More dangerously, any contest will pull the leadership left since activists are always more hardline than voters. The first question to candidates might be whether the new leader would readmit Jeremy Corbyn to the parliamentary party. Tories will have fun with this. It is true that a contest might throw up a more dangerous leader. Dominic Cummings, Johnson’s former chief strategist, regards a northern woman like Nandy as a potential threat. But equally, it might not.

A third option is the police find Starmer in breach but decide not to issue fines since their position is against retrospective action. (Though this was also the Met’s position once) Starmer has not pledged to go under these circumstances, so the Tories may be able to claim a wash.

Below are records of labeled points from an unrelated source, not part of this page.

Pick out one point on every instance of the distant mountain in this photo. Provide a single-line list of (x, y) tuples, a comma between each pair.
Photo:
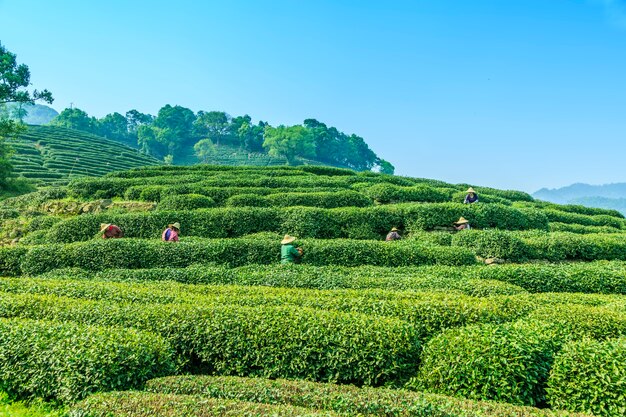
[(610, 196)]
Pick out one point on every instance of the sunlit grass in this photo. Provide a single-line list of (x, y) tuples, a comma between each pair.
[(20, 409)]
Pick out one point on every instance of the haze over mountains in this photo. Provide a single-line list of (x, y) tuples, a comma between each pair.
[(611, 196)]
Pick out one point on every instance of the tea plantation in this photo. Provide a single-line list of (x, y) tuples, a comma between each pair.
[(49, 155), (523, 315)]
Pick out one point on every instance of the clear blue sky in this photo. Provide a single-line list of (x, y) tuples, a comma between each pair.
[(509, 93)]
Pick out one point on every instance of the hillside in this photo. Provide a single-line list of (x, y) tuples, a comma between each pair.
[(524, 310), (32, 114), (52, 154), (610, 196)]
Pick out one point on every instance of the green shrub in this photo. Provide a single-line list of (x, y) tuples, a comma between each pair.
[(312, 277), (574, 321), (429, 216), (6, 214), (135, 253), (344, 399), (603, 277), (135, 404), (511, 195), (305, 222), (152, 193), (590, 377), (10, 260), (247, 200), (582, 219), (582, 229), (272, 342), (492, 244), (185, 202), (42, 223), (428, 312), (459, 197), (508, 362), (67, 361), (325, 170), (589, 211), (388, 193), (322, 199), (561, 246)]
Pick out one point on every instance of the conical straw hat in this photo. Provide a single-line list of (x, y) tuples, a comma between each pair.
[(287, 239)]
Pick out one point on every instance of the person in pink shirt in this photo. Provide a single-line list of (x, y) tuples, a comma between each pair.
[(171, 233)]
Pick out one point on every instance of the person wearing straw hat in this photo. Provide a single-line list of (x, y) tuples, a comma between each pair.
[(110, 231), (471, 196), (393, 235), (462, 224), (171, 233), (288, 251)]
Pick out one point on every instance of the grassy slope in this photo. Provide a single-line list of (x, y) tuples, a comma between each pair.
[(567, 224), (52, 154)]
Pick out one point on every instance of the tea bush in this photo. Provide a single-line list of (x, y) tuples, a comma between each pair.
[(135, 404), (67, 361), (589, 376), (185, 202), (344, 399), (508, 362), (271, 342)]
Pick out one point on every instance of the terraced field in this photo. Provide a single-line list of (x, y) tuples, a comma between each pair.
[(524, 315), (53, 155)]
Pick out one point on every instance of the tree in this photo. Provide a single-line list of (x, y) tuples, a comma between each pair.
[(385, 167), (14, 79), (204, 150), (136, 119), (251, 136), (114, 126), (214, 125), (289, 142), (179, 120)]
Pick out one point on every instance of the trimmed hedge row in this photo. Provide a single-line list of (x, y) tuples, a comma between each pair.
[(344, 399), (582, 219), (388, 193), (579, 321), (68, 361), (428, 312), (271, 342), (117, 187), (154, 193), (142, 404), (590, 377), (98, 255), (582, 229), (508, 362), (345, 198), (185, 202), (369, 223), (554, 247), (601, 277), (436, 278), (589, 211)]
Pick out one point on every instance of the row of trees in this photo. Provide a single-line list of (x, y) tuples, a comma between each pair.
[(174, 129), (14, 80)]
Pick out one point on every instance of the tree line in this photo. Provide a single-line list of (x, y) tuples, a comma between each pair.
[(175, 129), (14, 83)]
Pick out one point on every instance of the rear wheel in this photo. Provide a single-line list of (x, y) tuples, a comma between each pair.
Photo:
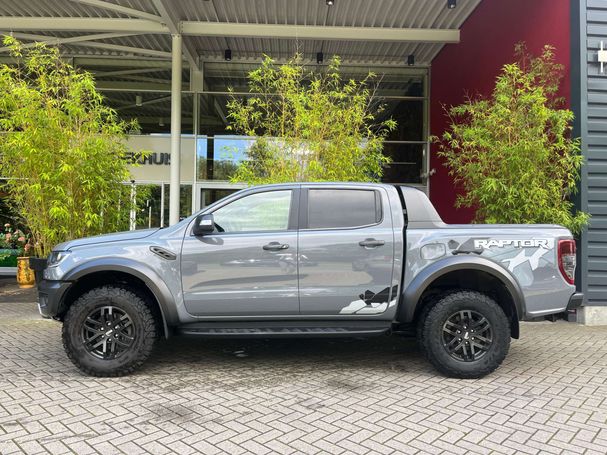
[(109, 331), (466, 334)]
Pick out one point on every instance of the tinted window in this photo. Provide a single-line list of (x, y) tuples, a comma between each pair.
[(342, 208), (257, 212)]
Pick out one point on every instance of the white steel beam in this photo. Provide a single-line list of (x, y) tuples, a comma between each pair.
[(175, 177), (223, 29), (100, 74), (417, 35), (120, 9), (145, 103), (81, 24), (56, 40), (84, 41)]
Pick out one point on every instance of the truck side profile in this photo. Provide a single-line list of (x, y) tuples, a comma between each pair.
[(310, 260)]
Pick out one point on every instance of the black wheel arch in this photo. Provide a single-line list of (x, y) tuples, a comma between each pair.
[(464, 272), (137, 277)]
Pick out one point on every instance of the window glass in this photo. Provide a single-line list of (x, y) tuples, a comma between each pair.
[(329, 208), (267, 211)]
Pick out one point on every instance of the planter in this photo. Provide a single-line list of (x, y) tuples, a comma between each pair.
[(25, 275), (38, 265), (8, 257)]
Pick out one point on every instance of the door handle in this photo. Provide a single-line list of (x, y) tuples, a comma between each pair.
[(371, 243), (275, 246)]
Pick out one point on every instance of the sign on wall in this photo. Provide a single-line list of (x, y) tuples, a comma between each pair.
[(156, 167)]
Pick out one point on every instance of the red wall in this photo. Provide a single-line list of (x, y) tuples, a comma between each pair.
[(470, 67)]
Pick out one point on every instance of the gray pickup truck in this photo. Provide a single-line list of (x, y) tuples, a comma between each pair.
[(310, 260)]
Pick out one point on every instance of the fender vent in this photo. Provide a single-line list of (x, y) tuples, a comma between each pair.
[(164, 254)]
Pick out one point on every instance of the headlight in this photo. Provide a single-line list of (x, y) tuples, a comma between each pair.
[(56, 257)]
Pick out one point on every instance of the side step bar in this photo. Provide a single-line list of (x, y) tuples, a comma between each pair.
[(262, 330)]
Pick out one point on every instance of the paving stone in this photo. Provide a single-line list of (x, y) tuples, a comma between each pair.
[(293, 396)]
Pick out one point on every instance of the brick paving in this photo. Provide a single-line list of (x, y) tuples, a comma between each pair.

But suddenly Johnson’s allies also find themselves in a spot too. Their gambit has worked perhaps too well. They may well be laughing at Starmer’s plight. The so-called beergate saga was a valuable distraction in the bid to save Johnson’s leadership. The thought that lockdown breaches could do for their opponent rather than them will fill them with mirth.

Yet they also can see the risk. If, after a few uncomfortable weeks Starmer emerges in the clear, he will be enhanced in reputation. The Labour leader has struggled for definition with voters: this could deliver it and turn up the pressure on Johnson. It is not a gamble Starmer wanted to take — ultimately he had little choice — but if it pays off there could yet be a silk purse to be made of this political pig’s ear.

So this could spell the end, but the risk is less great than it first appears. Even so he will have some uneasy nights as he ponders the Durham police officers who now hold his fate in their hands.